Missbrauchsopfer richten sich gegen Netzsperren

Laut Bahls werde nun zwar in die relativ unwirksamen Netzsperren investiert, nicht aber in eine entsprechende Ausbildung der BKA-Beamten, die für die Verfolgung des Kindesmissbrauchs zuständig sind.
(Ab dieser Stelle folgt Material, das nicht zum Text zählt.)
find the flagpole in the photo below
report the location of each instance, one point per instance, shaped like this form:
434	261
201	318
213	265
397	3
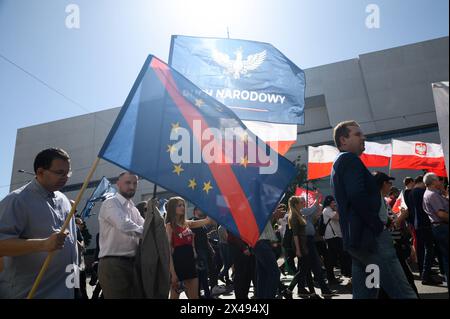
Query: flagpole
307	193
66	223
154	190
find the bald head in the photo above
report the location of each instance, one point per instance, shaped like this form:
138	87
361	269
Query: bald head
127	184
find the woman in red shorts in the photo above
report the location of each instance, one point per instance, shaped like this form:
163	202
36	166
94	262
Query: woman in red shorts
181	240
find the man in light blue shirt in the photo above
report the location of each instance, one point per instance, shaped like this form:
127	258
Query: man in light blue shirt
30	220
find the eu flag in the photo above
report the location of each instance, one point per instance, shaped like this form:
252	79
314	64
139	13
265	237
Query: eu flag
254	79
173	134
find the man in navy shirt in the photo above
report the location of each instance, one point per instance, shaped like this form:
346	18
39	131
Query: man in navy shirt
363	220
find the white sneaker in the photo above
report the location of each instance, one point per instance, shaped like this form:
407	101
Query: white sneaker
217	290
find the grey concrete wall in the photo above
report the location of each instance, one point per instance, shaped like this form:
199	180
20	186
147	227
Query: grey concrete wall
386	91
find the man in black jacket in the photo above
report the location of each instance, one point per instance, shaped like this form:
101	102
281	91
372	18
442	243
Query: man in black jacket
364	220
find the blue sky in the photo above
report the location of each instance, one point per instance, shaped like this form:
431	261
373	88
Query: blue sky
95	66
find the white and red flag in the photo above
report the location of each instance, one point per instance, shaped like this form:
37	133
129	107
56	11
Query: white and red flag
376	154
418	155
309	194
320	161
399	204
279	136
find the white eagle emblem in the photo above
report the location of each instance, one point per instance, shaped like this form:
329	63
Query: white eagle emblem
238	66
421	149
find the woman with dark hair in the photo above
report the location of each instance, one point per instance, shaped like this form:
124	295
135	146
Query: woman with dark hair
181	240
300	220
398	229
333	237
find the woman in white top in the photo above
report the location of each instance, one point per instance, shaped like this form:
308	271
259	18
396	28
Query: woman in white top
333	237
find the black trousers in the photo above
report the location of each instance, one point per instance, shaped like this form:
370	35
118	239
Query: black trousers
339	256
244	272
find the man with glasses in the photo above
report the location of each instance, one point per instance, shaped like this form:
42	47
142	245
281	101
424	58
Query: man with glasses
30	220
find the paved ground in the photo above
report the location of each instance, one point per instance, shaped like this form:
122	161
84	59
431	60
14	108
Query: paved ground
344	290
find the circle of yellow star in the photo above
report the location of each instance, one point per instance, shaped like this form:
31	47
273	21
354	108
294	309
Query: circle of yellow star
244	138
207	187
171	149
244	161
177	169
199	102
192	183
175	126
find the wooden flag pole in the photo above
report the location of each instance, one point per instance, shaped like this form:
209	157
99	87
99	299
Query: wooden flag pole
66	223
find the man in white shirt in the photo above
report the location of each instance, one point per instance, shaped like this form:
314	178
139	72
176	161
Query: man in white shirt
121	226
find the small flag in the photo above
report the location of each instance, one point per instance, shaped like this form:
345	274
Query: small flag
417	155
320	161
376	154
103	191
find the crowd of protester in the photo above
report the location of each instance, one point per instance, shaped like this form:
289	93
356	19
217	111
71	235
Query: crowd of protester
317	251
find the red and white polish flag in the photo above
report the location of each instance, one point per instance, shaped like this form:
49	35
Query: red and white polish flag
417	155
279	136
376	154
320	161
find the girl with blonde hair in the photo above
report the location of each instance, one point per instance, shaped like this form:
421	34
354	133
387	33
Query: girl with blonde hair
181	240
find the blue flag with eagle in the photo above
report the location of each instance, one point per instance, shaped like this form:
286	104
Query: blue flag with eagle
254	79
173	134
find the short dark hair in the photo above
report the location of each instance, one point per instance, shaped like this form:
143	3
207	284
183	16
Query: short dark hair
418	179
408	180
44	158
342	130
327	201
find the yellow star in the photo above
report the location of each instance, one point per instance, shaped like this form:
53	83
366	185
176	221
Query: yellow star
192	183
177	169
207	187
199	103
175	126
244	161
171	149
244	137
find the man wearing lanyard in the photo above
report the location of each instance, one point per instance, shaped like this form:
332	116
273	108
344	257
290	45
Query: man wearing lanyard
30	220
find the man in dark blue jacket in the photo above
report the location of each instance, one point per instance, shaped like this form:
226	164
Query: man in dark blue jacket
364	221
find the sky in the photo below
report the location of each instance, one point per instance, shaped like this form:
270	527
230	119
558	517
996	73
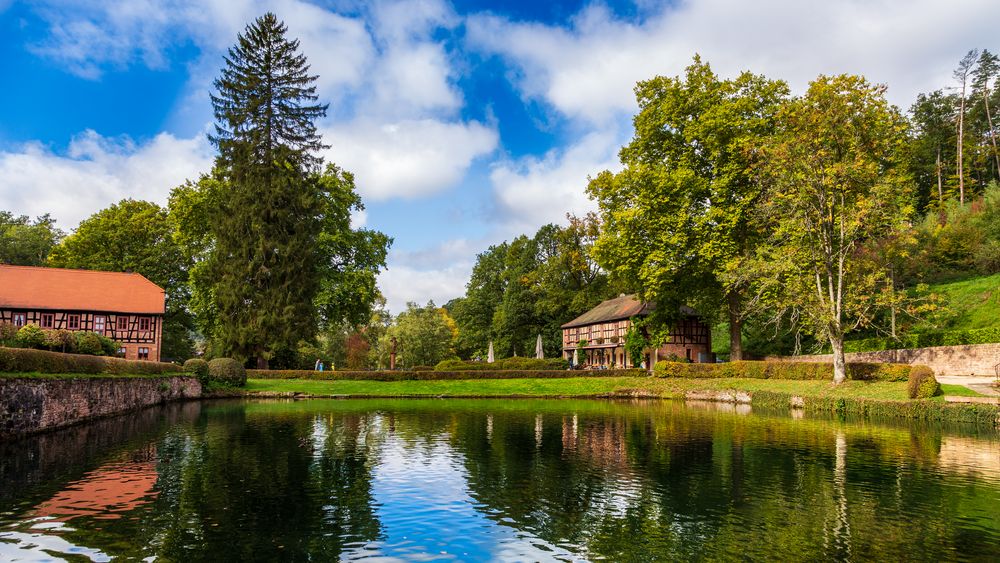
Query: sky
466	123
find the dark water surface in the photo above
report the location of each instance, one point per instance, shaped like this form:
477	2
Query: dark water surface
524	480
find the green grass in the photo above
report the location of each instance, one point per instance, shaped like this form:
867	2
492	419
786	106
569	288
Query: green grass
959	391
579	386
976	300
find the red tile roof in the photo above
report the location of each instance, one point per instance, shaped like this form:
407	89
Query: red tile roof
29	287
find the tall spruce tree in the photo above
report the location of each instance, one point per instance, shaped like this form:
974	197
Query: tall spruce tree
265	264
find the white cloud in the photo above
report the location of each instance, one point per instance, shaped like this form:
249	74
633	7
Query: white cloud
407	159
96	172
587	70
401	284
531	192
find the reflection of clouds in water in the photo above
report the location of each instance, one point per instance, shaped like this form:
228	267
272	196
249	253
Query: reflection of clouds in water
427	514
32	546
970	456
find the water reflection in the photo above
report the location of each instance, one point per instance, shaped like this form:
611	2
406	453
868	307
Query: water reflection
509	480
"Ich habe ihr (der Bundesfamilienministerin Ursula von der Leyen, A.d.R.) eine Email geschrieben, dass es laut der norwegischen Liste einen aktiven Server gibt, der mit einer Wahrscheinlichkeit von 99,5 Prozent in Deutschland steht, höchstwahrscheinlich in Kiel. Das BKA behauptet, dass es nicht weiß, wo die Server sind", so Bahls weiter.


Standorte von Kinderporno-Servern weltweit (Quelle: Mogis)

Sein Verein wolle sich dafür einsetzen, dass die Inhaber der Server effizient bestraft werden. "Und über die Inhaber kommt man vielleicht auch an Leute, die so etwas herstellen und kann so verhindern, dass weitere Kinder missbraucht werden. Der Missbrauch muss unterbunden werden. Das aber geschieht nicht dadurch, dass die Bundesregierung ihren Bürgern Scheuklappen aufsetzt", fuhr Bahls fort.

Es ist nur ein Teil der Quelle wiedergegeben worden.